Oral Health Group

Mapping Occlusal Decay: The Puzzle is Solved

July 1, 2013
by Dr. Fay Goldstep, DDS, FACD, FADFE

The management of dental decay, its detection, assessment and treatment, is one of the cornerstones of dental practice. The dentist and hygienist spend each workday dealing with the results of the caries process and yet, until recently, we have not had a scientific, accurate, reproducible and clinically significant way to detect the extent and severity of the damage. This situation is the most problematic on the occlusal surface where decay can lurk undisturbed in pits and fissures, causing significant breakdown of enamel and dentin before it is detected.

The occlusal surface is a network of pits, fissures, ridges and valleys that offer excellent attachment areas for bacteria and plaque. Enamel is porous, allowing for even greater infiltration of bacteria and bacterial products. Demineralization occurs in response to the acid production of oral bacteria. Hydroxyapatite crystals are first dissolved from the subsurface of the tooth. The breakdown then works itself both up to the tooth surface, as well as towards the DEJ.


If so much of the early damage is under the surface and is invisible, how can the dental professional detect and judge the extent or severity of the decay?

The accepted standard for occlusal caries detection has, until recently, been visual and tactile. Unfortunately, visual inspection is inconclusive since so much occurs below the surface.

Tactile inspection with an explorer is even more problematic. Explorers can cause damage to the integrity of the enamel surface. Remineralization can sometimes reverse the caries process, but it requires an intact surface layer. The physical penetration of the surface with an explorer converts a subsurface lesion to a frank cavity, with no hope of caries reversal.1,2

Radiographic detection of occlusal decay is not much better. X-rays are very effective in determining interproximal decay because the tooth narrows at the interproximal. The centre of the tooth is much wider. When the X-ray penetrates the centre of the tooth, the high radiopacity of intact enamel can cover up the evidence of early tooth breakdown (Fig. 1). X-rays show occlusal decay only when the damage is severe and much of the tooth is affected.

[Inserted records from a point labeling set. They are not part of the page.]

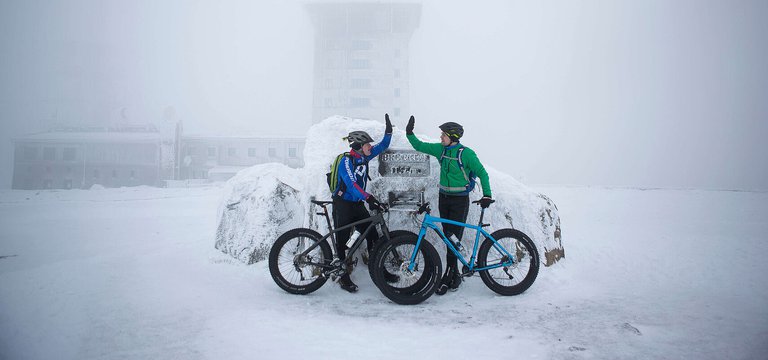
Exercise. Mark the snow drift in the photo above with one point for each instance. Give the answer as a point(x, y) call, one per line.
point(264, 201)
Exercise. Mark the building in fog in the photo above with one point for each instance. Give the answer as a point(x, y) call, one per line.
point(78, 158)
point(81, 157)
point(361, 58)
point(219, 158)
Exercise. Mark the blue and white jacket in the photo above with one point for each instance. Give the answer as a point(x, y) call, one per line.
point(353, 171)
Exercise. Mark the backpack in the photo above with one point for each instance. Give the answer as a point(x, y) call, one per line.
point(332, 177)
point(470, 178)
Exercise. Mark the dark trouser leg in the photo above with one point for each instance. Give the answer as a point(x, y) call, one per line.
point(341, 217)
point(453, 208)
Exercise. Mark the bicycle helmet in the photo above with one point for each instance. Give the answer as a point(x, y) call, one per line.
point(453, 130)
point(358, 138)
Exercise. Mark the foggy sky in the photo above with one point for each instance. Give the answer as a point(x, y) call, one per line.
point(618, 93)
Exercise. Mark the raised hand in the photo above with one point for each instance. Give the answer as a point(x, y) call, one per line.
point(409, 127)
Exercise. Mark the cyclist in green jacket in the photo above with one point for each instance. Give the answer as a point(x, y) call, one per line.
point(458, 167)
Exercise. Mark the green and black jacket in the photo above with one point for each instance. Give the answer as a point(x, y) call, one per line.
point(451, 176)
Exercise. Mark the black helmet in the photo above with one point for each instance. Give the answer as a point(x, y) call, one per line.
point(453, 130)
point(358, 138)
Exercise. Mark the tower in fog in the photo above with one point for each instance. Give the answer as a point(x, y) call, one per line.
point(361, 59)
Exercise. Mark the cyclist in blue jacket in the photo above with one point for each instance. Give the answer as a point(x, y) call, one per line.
point(349, 195)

The first requirement of an ideal caries detection system is that it be a scientific instrument with accurate, reproducible results that reflect the clinical situation. Second, the instrument should map the tooth surface and show the location of decay, as well as its severity.

Third, there should be a means to easily visualize and differentiate the full spectrum of caries, from early enamel demineralization to deep dentin caries. This can be provided by a colour scale.

Fourth, there should also be a reproducible numeric scale that can monitor improvements or further breakdown. The values can be used for tracking the lesion or to demonstrate the situation to the patient. An objective scientific system is ideal for patient education and trust.

The dental scientific community has been attempting to provide an ideal caries detection system for some time. Several products have become commercially available and have provided an adequate service. Very few have come close to fulfilling the wish list enumerated above.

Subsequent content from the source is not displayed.